На столе зазвонил телефон.
– Не каждый… – задумчиво повторил Никодимов. – Наш шеф не приедет.
Телефон продолжал звонить.
– Легок на помине. Не подходи.
– Все равно найдет.
Езда в незнаемое была отложена до вечерней встречи в ресторане «София», где свобода от начальственного вмешательства была полностью обеспечена.
NOSCE TE IPSUM
Ольгу я не видел до ужина – она задерживалась в поликлинике. Поговорить о случившемся было не с кем: Галя не звонила, а Кленова я тщательно избегал из-за порой нестерпимой его дидактичности и даже сбежал из-за этого с редакционной «летучки».
Почти час я бродил по улицам, дабы не прийти слишком рано и не торчать с глупым видом у ресторанного входа. Пытаясь собраться с мыслями, посидел у памятника Пушкину, но все услышанное утром было так ново и так удивительно, что даже обдумать это я так и не смог. В конце концов, весь ход мыслей свелся к тому, как оценить мою встречу с учеными. Как небывалую удачу, счастье газетчика, или как угрозу, какую всегда таит в себе непознаваемое. Я больше склонялся к «счастью газетчика». Если бы лабораторный кролик мог рассуждать, он, вероятно, гордился бы своим общением с учеными. Гордился и я. Вторичным признаком «счастья газетчика» был тип ученого, к какому принадлежали мои друзья. Я где-то читал, что ученые делятся на классиков и романтиков. Классики – это те, кто развивает новое на основе старого, прочно утвердившегося в науке. А романтики – это мечтатели. Они интересуются смежными, даже весьма отдаленными областями знаний. Они выдвигают новое не только на основе старого, но чаще всего с помощью совершенно неожиданных ассоциаций. Свое восхищение этим типом ученого я и выразил как-то в одном журнальном очерке. Теперь меня столкнуло с ним «счастье газетчика». Только романтики могли так смело и безрассудно грешить против разума, и, каюсь, мне очень хотелось продолжить свое участие в этом грехе.

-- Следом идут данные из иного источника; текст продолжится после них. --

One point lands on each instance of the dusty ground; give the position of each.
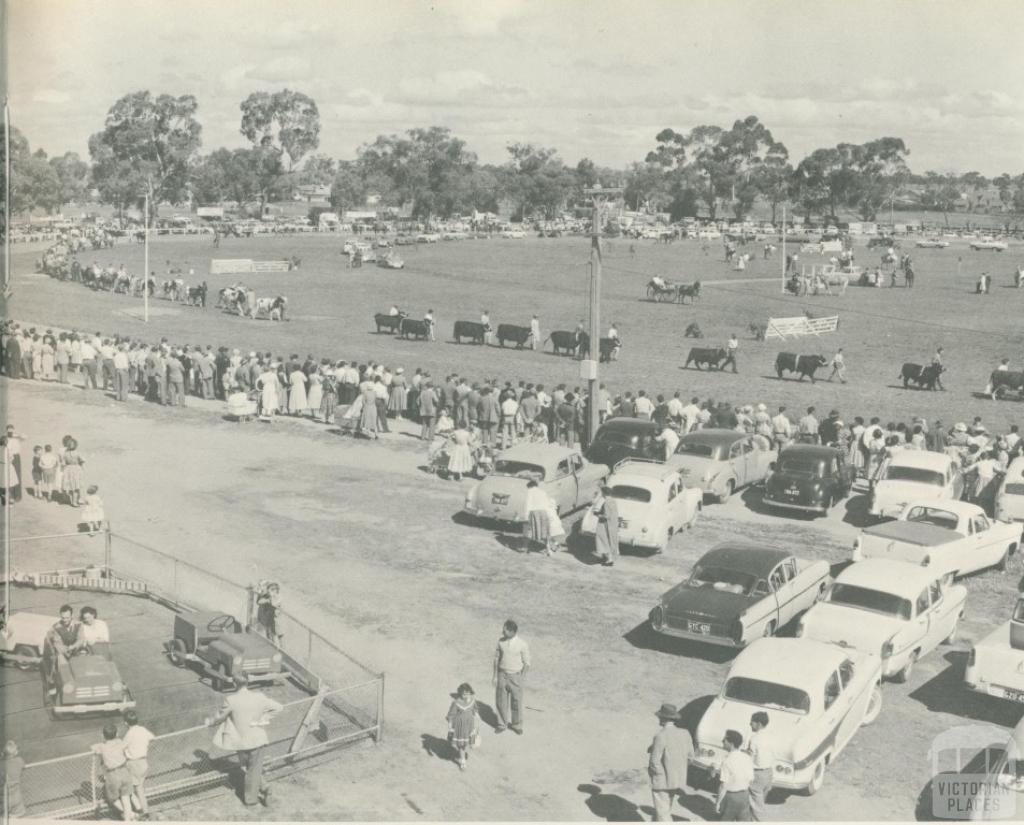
(370, 551)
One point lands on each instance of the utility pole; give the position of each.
(588, 367)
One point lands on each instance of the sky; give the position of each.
(590, 79)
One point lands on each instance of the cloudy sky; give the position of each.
(592, 79)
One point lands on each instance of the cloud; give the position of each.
(50, 96)
(459, 87)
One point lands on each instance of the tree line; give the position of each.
(150, 146)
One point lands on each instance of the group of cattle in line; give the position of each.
(563, 342)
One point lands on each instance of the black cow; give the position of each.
(509, 332)
(564, 340)
(806, 365)
(1003, 380)
(389, 322)
(922, 377)
(709, 356)
(417, 329)
(468, 329)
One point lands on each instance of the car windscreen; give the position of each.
(767, 694)
(617, 437)
(519, 469)
(628, 493)
(867, 599)
(933, 515)
(722, 578)
(801, 467)
(915, 474)
(696, 448)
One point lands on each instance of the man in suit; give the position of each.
(670, 754)
(244, 719)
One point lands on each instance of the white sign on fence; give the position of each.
(800, 326)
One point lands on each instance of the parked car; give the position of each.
(1010, 496)
(623, 438)
(995, 664)
(562, 472)
(809, 478)
(988, 245)
(816, 696)
(738, 593)
(217, 646)
(720, 462)
(653, 504)
(946, 536)
(88, 682)
(897, 609)
(914, 475)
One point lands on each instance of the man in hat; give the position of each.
(670, 754)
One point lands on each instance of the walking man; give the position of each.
(839, 366)
(670, 753)
(764, 764)
(731, 349)
(511, 665)
(243, 721)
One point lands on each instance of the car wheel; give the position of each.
(817, 779)
(25, 650)
(904, 675)
(873, 706)
(176, 652)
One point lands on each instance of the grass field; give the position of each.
(331, 309)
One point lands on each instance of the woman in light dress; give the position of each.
(297, 403)
(268, 387)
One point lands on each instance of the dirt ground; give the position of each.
(371, 551)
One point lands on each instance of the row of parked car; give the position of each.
(895, 602)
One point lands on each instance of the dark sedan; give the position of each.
(809, 478)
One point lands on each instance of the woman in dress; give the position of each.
(315, 395)
(268, 387)
(464, 724)
(398, 395)
(72, 481)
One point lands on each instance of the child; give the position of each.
(48, 467)
(13, 766)
(464, 724)
(117, 780)
(93, 513)
(37, 472)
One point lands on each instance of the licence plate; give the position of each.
(1014, 695)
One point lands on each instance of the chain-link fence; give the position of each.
(344, 701)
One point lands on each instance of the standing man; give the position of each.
(535, 334)
(764, 765)
(670, 754)
(244, 718)
(839, 366)
(731, 348)
(606, 535)
(136, 741)
(511, 664)
(735, 776)
(937, 362)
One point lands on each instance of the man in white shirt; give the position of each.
(764, 765)
(735, 777)
(670, 439)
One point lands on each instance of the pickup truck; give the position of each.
(946, 536)
(995, 664)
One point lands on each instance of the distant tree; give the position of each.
(147, 143)
(283, 127)
(73, 173)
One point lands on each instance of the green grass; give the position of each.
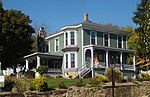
(53, 82)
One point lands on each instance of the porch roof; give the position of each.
(110, 48)
(42, 55)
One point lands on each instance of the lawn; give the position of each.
(53, 82)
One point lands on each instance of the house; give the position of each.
(85, 48)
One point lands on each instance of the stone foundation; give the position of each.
(121, 90)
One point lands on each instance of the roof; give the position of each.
(92, 26)
(40, 54)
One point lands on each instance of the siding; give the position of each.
(113, 40)
(100, 38)
(79, 42)
(124, 42)
(86, 37)
(61, 45)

С такими мыслями я и пришел на свидание не раньше, а даже позже моих новых друзей. Они уже дожидались меня у входа – улыбающийся Заргарьян и скромно тушующийся за ним Никодимов в старомодном, чопорном пиджаке. Ему очень подошел бы стоячий крахмальный воротничок, какие носили в начале века: таким ветхозаветно строгим выглядел сейчас ученый. Зато Заргарьян был поистине неотразим: в темном дакроновом костюме с галстуком, спущенным ровно настолько, чтобы видеть позолоченную булавку, скреплявшую воротничок рубашки, закругленный на уголках, он настолько поразил воображение тучного лысоватого метра, что тот даже не заметил нас с Никодимовым. Мы шли сзади, с улыбкой наблюдая, как суетился он перед долговязым Рубеном, придирчиво выбирая заказанный нами укромный столик.

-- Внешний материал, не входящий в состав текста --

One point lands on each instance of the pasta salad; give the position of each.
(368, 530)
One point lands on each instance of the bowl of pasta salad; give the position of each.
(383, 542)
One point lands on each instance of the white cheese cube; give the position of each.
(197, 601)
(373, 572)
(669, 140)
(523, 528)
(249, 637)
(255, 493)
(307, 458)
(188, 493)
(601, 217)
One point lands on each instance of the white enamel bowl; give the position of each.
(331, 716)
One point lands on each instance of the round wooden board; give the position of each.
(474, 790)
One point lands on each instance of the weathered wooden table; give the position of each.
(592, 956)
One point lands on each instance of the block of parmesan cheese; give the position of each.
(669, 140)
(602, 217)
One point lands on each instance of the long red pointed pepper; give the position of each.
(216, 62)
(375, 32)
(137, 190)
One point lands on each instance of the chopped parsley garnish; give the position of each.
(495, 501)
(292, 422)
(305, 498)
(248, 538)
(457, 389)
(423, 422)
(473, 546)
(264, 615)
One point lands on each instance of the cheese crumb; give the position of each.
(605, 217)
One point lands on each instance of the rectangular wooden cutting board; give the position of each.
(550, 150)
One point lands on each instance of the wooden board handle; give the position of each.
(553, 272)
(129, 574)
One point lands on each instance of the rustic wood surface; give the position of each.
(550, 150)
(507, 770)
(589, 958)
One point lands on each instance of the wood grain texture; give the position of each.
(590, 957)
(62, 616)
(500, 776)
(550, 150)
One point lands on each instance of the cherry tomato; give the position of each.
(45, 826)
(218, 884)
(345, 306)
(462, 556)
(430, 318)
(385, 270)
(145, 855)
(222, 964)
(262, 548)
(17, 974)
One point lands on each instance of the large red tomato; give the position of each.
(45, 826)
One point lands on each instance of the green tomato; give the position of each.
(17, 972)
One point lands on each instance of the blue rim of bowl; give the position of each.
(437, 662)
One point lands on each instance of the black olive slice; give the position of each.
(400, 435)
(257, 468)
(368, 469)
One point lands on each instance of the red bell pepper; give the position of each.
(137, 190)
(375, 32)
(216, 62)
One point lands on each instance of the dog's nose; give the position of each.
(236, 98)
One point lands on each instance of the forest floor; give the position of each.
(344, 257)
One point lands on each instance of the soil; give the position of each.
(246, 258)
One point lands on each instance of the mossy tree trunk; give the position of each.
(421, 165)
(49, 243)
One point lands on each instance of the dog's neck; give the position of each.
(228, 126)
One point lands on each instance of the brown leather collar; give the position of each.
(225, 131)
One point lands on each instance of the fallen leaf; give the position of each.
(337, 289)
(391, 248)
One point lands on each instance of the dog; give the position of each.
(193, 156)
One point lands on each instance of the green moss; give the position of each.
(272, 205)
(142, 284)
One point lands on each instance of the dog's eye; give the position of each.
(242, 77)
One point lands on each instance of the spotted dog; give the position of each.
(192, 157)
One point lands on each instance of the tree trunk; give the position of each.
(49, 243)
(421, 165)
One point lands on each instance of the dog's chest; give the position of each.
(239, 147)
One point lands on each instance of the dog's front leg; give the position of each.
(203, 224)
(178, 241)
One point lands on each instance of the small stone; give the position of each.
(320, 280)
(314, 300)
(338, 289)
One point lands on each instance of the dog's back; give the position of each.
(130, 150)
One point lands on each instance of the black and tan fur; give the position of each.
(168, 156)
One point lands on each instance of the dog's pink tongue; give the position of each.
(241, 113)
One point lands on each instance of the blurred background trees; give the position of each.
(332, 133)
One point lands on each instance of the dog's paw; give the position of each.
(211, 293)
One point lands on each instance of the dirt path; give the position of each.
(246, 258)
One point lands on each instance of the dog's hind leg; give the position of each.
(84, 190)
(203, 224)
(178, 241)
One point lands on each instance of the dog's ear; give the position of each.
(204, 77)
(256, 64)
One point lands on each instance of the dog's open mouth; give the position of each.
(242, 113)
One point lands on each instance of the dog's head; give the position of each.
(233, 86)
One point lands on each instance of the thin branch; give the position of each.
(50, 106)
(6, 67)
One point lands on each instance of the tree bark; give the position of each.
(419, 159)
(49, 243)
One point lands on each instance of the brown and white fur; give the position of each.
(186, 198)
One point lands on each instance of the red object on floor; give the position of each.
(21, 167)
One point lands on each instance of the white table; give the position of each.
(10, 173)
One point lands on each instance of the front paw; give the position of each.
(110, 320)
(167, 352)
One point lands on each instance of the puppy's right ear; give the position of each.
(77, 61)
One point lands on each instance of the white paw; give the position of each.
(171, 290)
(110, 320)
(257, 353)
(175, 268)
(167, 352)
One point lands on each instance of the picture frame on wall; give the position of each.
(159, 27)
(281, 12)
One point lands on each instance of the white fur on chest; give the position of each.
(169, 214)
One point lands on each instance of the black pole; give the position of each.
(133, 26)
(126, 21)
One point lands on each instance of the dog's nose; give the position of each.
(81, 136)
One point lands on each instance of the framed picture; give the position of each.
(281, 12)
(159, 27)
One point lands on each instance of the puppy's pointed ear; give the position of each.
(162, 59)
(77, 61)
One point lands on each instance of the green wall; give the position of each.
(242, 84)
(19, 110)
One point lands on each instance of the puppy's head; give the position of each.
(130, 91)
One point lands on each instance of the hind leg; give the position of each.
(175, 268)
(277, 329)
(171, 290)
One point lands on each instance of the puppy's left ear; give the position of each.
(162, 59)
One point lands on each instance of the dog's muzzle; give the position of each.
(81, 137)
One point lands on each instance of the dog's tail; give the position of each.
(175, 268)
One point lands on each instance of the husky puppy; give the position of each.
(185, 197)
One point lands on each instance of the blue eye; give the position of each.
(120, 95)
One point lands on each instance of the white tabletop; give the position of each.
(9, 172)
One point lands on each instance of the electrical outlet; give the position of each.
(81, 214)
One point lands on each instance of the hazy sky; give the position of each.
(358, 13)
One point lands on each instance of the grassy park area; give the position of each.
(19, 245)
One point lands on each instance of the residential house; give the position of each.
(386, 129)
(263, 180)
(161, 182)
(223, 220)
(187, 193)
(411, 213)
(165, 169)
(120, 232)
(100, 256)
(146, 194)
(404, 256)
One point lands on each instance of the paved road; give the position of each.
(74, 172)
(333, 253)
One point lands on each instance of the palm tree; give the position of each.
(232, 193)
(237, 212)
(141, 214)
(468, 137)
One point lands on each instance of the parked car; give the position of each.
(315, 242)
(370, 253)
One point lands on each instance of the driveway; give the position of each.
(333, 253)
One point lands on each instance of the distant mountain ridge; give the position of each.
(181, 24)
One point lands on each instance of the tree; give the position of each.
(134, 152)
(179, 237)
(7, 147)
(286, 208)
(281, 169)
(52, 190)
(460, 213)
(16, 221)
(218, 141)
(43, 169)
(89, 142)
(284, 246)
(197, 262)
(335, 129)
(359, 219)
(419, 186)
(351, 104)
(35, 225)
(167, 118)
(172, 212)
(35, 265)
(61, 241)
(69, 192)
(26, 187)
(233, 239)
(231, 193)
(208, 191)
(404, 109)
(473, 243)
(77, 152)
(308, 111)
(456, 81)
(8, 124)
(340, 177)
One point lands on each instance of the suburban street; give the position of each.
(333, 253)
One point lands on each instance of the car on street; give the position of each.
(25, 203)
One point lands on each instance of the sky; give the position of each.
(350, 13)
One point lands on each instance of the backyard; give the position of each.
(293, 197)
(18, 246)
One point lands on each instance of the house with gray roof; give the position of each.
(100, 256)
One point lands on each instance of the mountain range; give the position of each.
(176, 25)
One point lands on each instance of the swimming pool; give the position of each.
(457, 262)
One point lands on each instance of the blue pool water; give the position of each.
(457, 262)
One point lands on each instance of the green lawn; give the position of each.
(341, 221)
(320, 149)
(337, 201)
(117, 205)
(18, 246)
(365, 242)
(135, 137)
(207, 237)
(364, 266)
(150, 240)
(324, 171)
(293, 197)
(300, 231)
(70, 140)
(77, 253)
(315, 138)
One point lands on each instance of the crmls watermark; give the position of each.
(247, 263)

Когда все было подано, Заргарьян сказал, разливая коньяк:
– Первый тост мой – за случайные встречи.
– Почему за случайные?
– Вы даже вообразить не можете, как велика роль случая в моей жизни. Случайно познакомился с Зоей, случайно через нее – с вами. И даже с Павлом Никитичем тоже случайно. Прочел лет пять назад в «Вестнике Академии наук» его статью о концентрации субквантового биополя – и сразу к нему. Тут и оказалось, что разными путями мы подошли к одной и той же проблеме.
Он замолчал. Я вспомнил слова Кленова о том, что они оба работали в совершенно различных областях науки, но спросить не успел.